A veces maldecía esa cualidad que tenían los cazadores. Pero mientras no tuviera la certeza de que se trataba de un eterno, no tenía necesidad de comunicarlo y los vigías tampoco tenían por qué saberlo.
Eduardo se convirtió en algo así como su amigo, no en el mejor, ya que la empatía entre mortales e inmortales es muy extraña. No obstante, con él era diferente, y la vida estudiantil, las parrandas, las mujeres y los corazones rotos, finalmente cumplieron su propósito, al punto en el que ambos olvidaban que eran enemigos ancestrales. Jan siempre lo supo y Eduardo no era ajeno a la situación.

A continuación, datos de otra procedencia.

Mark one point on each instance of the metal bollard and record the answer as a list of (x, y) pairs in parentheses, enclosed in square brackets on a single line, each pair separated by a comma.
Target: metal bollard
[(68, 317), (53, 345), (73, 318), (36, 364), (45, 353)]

Él era un silbante. Durante su penúltimo año escolar, Mason recibió una carta del presidente Kotch, el líder de los Acán. Eduardo había asesinado a un grupo de mortales. "Se mataron unos a otros después de enloquecer", decía el telegrama. Le correspondía a Jan el darle muerte.
Jan encontró el asunto muy irónico, pues de entre todos los cazadores era justamente a él a quien se le entregaba la encomienda. Eduardo huyó de inmediato, pero fue fácil para Jan seguirle el rastro.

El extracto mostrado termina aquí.